I have just moved into my new abode, and the 21 days of packed old house and five days of sleeping on the floor in the new place now seem a distant memory. Of course I am still working my way through boxes, that is a job that will probably run on for a number of weeks.
When unpacking it has been interesting to note what I wanted to find first, needless to say, the egg pan was high priority! I then had to find all the walking gear as we were heading off to the coast for a few days. It made me realise the benefit of having had good packers. Every box was labelled and as long as I could remember where they had been stored in the old house I could locate things fairly quickly. I suppose it’s a bit like practices that have every surgery set up exactly the same so that you can swap between them with minimal disruption to clinician or nurse. Most of us are creatures of habit and reach for instruments without thinking about it. Being left handed, in the days when units weren’t so flexible, you had to learn to adapt. I remember having to work hard to learn to use a slow speed right handed but then got to a point when I realised I was using the high speed right handed without even thinking. How hard do you have to think to actually write down the order you pick up what you need for each procedure?
Although for most of life this works to our advantage, it can be a hindrance when our surroundings change. By surroundings I include the people who are in it with you, not just the inanimate objects. It is also a hindrance when you want to learn new techniques or use new materials. You know you have to move forward and in some situations it will not be defensible to say you are doing and saying the same as you did 25 years ago. But it can be really hard, getting to the point of doing without thinking takes patience, practice and often failure along the way.

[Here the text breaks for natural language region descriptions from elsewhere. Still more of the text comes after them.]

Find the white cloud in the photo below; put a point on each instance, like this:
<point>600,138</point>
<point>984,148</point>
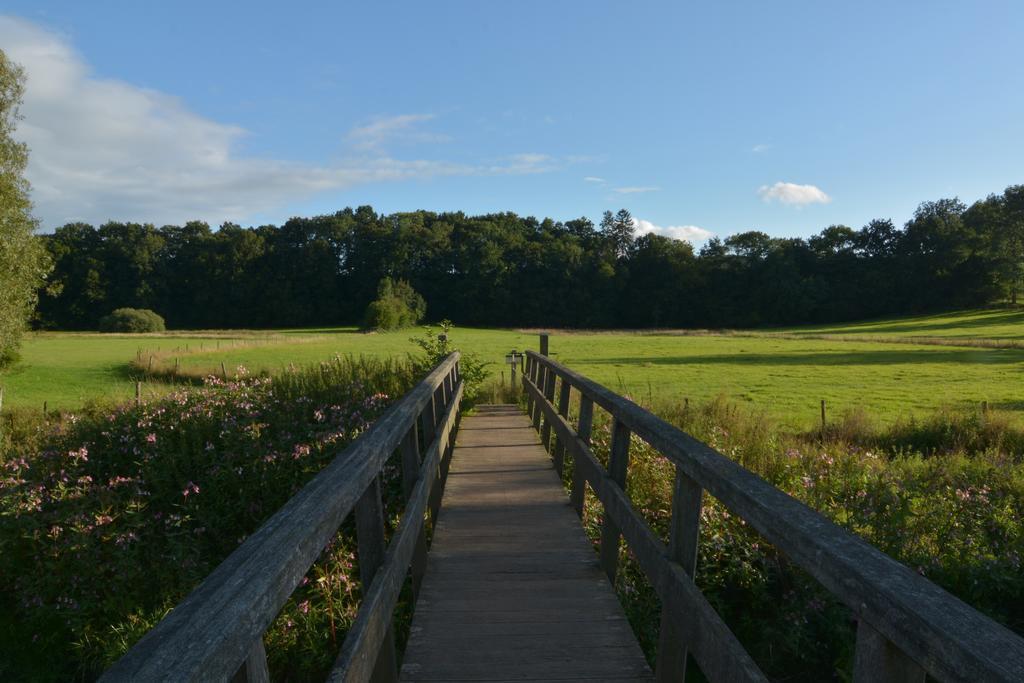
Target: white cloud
<point>104,150</point>
<point>634,189</point>
<point>690,233</point>
<point>790,193</point>
<point>401,127</point>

I think it can be easy to think this is just relevant to the clinical portion of a dentist’s role but speaking as one forced out of clinical for reasons outside my control I can assure you it also applies to non-clinical aspects of dentistry. Having to learn new skill sets, hone skills I already had and increase my knowledge in new areas I experienced (and still experience) exactly the same challenges.

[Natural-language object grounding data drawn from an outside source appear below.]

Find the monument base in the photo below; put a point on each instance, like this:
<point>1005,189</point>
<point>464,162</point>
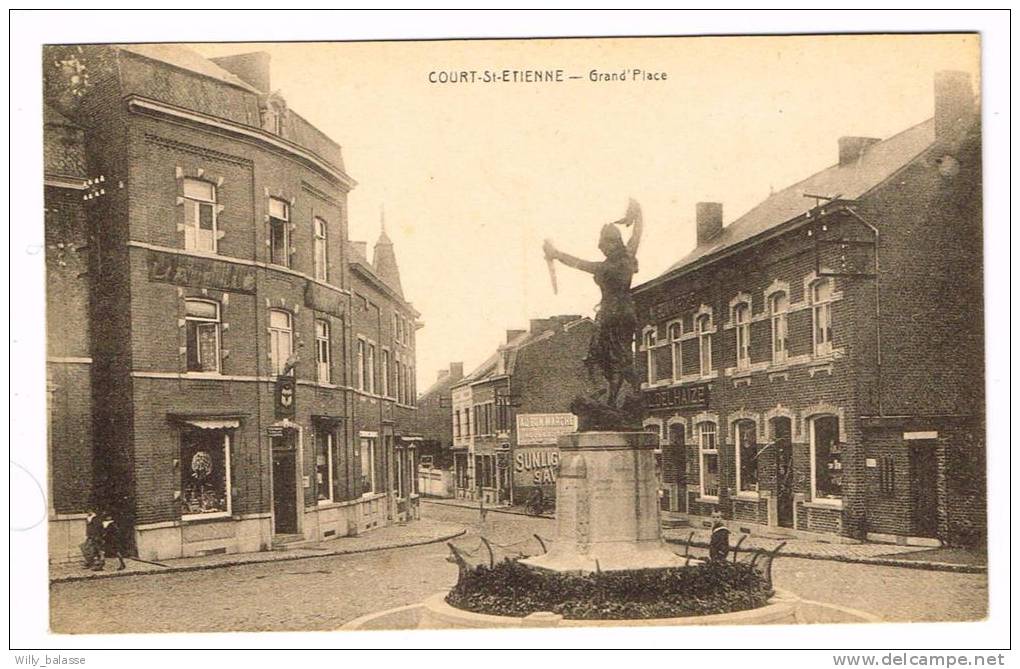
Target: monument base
<point>607,506</point>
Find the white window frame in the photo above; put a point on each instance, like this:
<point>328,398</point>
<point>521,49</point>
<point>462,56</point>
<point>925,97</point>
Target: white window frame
<point>193,208</point>
<point>703,325</point>
<point>285,221</point>
<point>361,352</point>
<point>702,452</point>
<point>674,331</point>
<point>320,248</point>
<point>815,498</point>
<point>777,318</point>
<point>329,446</point>
<point>737,433</point>
<point>650,344</point>
<point>275,335</point>
<point>742,326</point>
<point>227,486</point>
<point>323,357</point>
<point>821,317</point>
<point>215,321</point>
<point>372,440</point>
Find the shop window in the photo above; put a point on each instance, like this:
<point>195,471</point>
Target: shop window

I often hear people say “I tried that and it didn’t work” in respect to new ideas in the practice. The question then is, did you put in the same effort and expect the same failure, and were you prepared to work through that failure as you would have been with a clinical technique? We know the CQC are particularly keen on practices being well led. It’s not an option to not work at these non-clinical areas the same as you would to keep up your clinical skills.
Before you all shout at the page saying you weren’t trained for it, you haven’t got enough time or you just plain don’t like that side of dentistry, well then find somebody else to do it! We don’t have to be good at everything, there is a huge tendency for us to think we do. Better to accept this, delegate and make sure your practice is well led, not just to keep on the right side of the regulators but to move the business forward in line with current thinking, thus improving customer experience, minimising your chances of complaints and increasing profits.
I will try and remind myself of this as I try to delegate box emptying to a university student, it would have been very easy over the last weeks to get to a “I tried that and it didn’t work” point! Of course getting to the next stage of the contents being put anywhere other than just outside of the box is going to take a whole new level of complexity of delegation.